Last week I wrote about the pure but misleading intentions of the Wild Card game. It’s a one game affair that I think should be a best-of-three games played in four nights.
Looking at things from a larger perspective, I also think that baseball should embrace what basketball has done and what has really turned the NBA postseason into an event. A two month long event but still one that dominates the sports world for its depth.
I know most are adamantly against extending the playoffs but in my perfect world, baseball’s owners and players would bite the financial bullet and pull the rug out from under the entire September regular season portion of the year.
Theoretically, the easiest part of the baseball calendar to eliminate would be Spring Training. Teams wouldn’t lose a dozen or so home games of revenue and players wouldn’t forfeit a bulky day-to-day salary.

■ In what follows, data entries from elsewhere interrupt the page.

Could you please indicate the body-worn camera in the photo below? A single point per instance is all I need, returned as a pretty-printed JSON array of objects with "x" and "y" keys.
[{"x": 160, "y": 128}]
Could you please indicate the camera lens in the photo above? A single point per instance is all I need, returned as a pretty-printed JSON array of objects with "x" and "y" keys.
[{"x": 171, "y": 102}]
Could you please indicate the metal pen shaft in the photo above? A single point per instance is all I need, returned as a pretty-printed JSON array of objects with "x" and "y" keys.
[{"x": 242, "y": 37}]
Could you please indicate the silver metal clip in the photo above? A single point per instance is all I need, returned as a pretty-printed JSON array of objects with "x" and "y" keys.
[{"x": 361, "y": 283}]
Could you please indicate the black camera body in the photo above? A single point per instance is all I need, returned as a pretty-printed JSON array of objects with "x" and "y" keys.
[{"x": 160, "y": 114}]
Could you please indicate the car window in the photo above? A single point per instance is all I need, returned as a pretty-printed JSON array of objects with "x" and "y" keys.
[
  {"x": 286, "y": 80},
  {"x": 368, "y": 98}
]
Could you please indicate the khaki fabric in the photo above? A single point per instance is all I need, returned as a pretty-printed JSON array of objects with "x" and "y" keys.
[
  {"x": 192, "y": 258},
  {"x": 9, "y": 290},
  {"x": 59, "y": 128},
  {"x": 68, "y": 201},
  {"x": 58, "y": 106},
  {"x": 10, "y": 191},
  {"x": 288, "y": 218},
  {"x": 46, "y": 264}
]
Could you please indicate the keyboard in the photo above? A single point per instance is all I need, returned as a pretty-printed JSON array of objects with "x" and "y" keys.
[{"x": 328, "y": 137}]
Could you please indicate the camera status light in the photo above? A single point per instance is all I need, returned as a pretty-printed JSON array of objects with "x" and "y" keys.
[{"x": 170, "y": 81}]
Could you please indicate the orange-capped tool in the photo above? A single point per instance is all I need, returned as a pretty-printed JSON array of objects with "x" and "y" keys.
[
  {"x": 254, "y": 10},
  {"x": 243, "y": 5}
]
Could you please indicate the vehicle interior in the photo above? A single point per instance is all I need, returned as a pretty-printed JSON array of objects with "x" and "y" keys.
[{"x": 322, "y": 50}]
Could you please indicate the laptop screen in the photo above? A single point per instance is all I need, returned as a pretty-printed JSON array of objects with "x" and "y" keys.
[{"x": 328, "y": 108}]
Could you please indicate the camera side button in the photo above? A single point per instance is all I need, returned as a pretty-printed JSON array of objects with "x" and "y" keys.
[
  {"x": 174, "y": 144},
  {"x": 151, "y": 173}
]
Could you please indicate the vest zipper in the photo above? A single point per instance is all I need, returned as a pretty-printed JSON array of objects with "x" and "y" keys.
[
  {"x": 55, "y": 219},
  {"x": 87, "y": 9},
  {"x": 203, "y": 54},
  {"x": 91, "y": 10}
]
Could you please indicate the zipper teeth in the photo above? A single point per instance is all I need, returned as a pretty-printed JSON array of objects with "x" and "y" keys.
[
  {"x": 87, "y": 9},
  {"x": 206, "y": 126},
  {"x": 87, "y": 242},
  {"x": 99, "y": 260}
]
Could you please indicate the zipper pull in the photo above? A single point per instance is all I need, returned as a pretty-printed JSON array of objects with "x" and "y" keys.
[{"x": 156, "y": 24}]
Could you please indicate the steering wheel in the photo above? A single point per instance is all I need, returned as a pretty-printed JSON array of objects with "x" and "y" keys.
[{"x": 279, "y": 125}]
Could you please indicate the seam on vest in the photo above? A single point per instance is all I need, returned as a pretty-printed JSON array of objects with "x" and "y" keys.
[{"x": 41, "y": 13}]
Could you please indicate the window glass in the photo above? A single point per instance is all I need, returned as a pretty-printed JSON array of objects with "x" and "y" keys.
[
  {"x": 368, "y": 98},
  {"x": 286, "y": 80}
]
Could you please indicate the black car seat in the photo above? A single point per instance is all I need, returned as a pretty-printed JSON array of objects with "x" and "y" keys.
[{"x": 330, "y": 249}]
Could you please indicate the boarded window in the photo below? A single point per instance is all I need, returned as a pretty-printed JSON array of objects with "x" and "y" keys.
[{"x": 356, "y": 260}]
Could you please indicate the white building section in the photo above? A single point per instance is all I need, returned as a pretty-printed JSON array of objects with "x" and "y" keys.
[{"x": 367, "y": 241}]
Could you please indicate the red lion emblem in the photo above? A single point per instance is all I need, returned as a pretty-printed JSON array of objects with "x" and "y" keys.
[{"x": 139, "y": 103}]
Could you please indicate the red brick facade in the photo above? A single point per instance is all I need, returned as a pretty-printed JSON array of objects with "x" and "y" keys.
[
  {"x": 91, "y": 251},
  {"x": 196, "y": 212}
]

However, that would be a crippling blow for the business in the Florida and Arizona environments that house and host these teams in February and March. It may not be the highest priority to the average observer, but it would be a cruel takeaway if that was the route baseball went.
Spring Training games aren’t that important. Shorter preseasons are a popular narrative in every sport. But the cities rely on that month-plus of relaxed, multi-field baseball that is a heavy source for vacationing in the spring.
The 162 game schedule has been in place for almost 60 years, but in this day and age where player’s health is (rightfully) under a hot microscope —and the disabled list has already been adjusted to 10 days and utilized with reckless abandon— it would be in sync with the sports world’s goals to shorten the regular season that occupies over half of the calendar year.
My proposal is simple: cut out the month of September. The only thing missed will be the September call-ups that us minor league gurus love. But truthfully, September call-ups are wildly unnecessary and would frankly make more sense in the middle of the season than at the end, when teams are fighting and/or preparing for the postseason. (Also, under no circumstance should teams be making double digit pitching changes in a game.)
For my dream scenario of a 3-7-7-7 playoff format to take place, you don’t even need to cut that many games. But less games would be better for the players in every way except their pocket books.
That, unfortunately, is why this grand plan will likely never come to fruition and is the same reason the NFL will continue to play four injury-riddled preseason games. Money money money. That’s why you play the games.
Another added bonus is cutting out most of October and any threat of November from the baseball schedule. Playing the majority of the season in warmer weather shouldn’t conclude with winter nights in the season’s biggest games. Beanies, hoodies and mittens have no place in baseball.
Anyhow, my dream of a three game Wild Card series and seven game Divisional, Championship and World Series with the playoffs beginning in September remains a pipe dream. But I do love to dream.